20 Maj 2016, Pią 20:55, PID: 543234
vesanya napisał(a):Jeśli szukasz osoby, która myśli dokładnie tak jak Ty to faktycznie, nie znajdziesz jej. W przyjaźni chyba nie chodzi o to, żeby mieć ten sam sposób patrzenia na świat, chociaż to oczywiście mogłoby być fajne (ale z czasem troszkę nudne ). Ważniejsze jest chyba to, żeby ten ktoś akceptował Twoją odmienność, a Ty jego, i żeby być w stanie pogodzić ze sobą istniejące różnice. Oczywiście też nie ma co dobierać sobie towarzystwa z kompletnie innej bajki, ale i nie przesadzać z oczekiwaniem stuprocentowego zrozumienia. Istotna jest sama otwartość na Twoje poglądy, ich akceptacja, próba zrozumienia (nie znaczy to od razu zgadzania się z Tobą). To stwarza odpowiednie pole dla swobodnej wymiany myśli.

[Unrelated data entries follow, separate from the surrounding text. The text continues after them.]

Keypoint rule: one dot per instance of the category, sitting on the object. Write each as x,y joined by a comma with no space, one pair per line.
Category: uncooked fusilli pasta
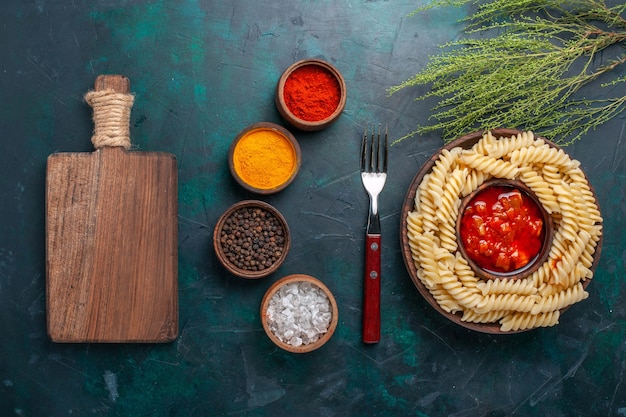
561,188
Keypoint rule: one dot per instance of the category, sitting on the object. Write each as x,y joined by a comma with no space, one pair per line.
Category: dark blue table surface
201,72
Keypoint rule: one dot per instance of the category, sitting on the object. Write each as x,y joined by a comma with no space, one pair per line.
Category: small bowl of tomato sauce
503,230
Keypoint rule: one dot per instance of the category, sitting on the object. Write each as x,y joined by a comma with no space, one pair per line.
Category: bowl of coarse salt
299,313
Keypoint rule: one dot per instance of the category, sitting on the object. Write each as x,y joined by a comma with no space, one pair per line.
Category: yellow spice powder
264,158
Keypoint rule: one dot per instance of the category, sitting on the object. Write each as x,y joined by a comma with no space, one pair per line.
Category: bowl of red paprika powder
311,94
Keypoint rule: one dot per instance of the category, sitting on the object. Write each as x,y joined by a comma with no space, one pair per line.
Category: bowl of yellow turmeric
264,158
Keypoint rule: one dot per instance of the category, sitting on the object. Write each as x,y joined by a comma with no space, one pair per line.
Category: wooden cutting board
111,234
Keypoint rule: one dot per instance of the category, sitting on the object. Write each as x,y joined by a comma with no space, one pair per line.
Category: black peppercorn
250,240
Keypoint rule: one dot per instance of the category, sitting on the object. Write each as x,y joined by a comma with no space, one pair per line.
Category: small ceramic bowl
292,103
264,158
251,239
299,292
546,236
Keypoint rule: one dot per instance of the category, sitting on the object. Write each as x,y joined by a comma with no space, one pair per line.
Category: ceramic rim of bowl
246,134
302,124
548,232
240,272
333,306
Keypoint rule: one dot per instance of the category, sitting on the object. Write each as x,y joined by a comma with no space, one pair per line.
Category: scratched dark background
201,72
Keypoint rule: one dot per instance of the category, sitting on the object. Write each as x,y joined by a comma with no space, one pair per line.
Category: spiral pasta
561,188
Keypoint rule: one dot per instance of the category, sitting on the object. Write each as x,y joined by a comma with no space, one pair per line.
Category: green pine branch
522,65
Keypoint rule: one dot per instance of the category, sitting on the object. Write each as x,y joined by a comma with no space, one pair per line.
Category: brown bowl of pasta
448,278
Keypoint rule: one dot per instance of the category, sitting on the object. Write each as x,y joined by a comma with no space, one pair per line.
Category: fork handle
371,289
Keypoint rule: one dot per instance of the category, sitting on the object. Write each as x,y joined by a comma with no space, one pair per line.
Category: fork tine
363,147
385,151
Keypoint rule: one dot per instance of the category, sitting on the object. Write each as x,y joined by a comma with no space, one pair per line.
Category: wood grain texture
111,246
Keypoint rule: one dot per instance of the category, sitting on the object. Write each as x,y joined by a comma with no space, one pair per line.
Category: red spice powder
312,93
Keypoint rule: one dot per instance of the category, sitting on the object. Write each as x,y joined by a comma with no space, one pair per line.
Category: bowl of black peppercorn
251,239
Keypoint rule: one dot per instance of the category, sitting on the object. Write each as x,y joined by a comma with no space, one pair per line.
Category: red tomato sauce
502,229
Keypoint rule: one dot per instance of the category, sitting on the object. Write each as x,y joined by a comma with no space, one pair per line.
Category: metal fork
373,176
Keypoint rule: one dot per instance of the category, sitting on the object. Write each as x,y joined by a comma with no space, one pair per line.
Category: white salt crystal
299,313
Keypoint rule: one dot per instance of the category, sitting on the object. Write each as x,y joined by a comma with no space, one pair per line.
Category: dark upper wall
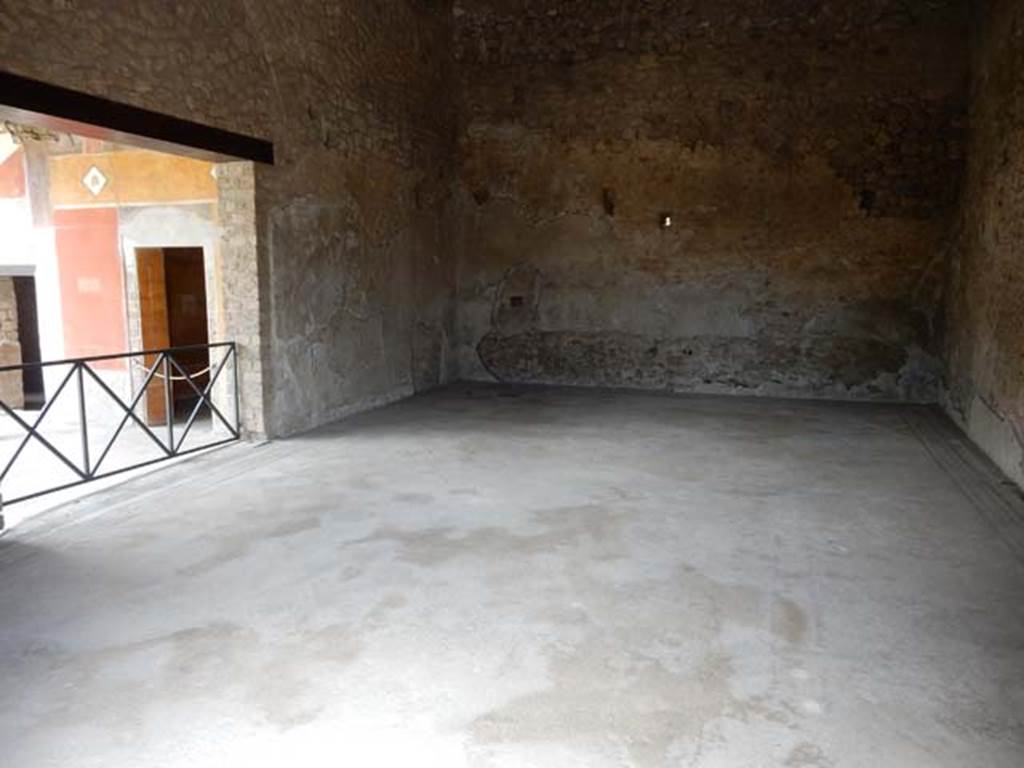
810,154
354,278
985,346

No to już jest naprawdę level hard. Znaleźć osobę, która będzie w stanie zaakceptować i zrozumieć mnie mimo różnicy zdań. Choć czasem odnoszę wrażenie, że może i jest parę takich osób w moim otoczeniu, ale przez moją niechęć do poznawania ludzi nigdy nie będę w stanie dowiedzieć się, co mogą o mnie sądzić. Przy czym w pewnej kwestii z pewnością różnię się od wszystkich do tego stopnia, że ujawnianie takich myśli komukolwiek grozi narażeniem się na wyśmianie czy posądzeniem o schizofrenię. Jeden z najbliższych znajomych nazwał mnie raz nawet "cynicznym dupkiem", bo tak podobno brzmi to co mówię na ten temat. A ja uważam, że mam prawo mieć ambicje na miarę moich możliwości i mam prawo w te możliwości wierzyć, choćby nie wiem jak niewiarygodne miałyby się wydawać.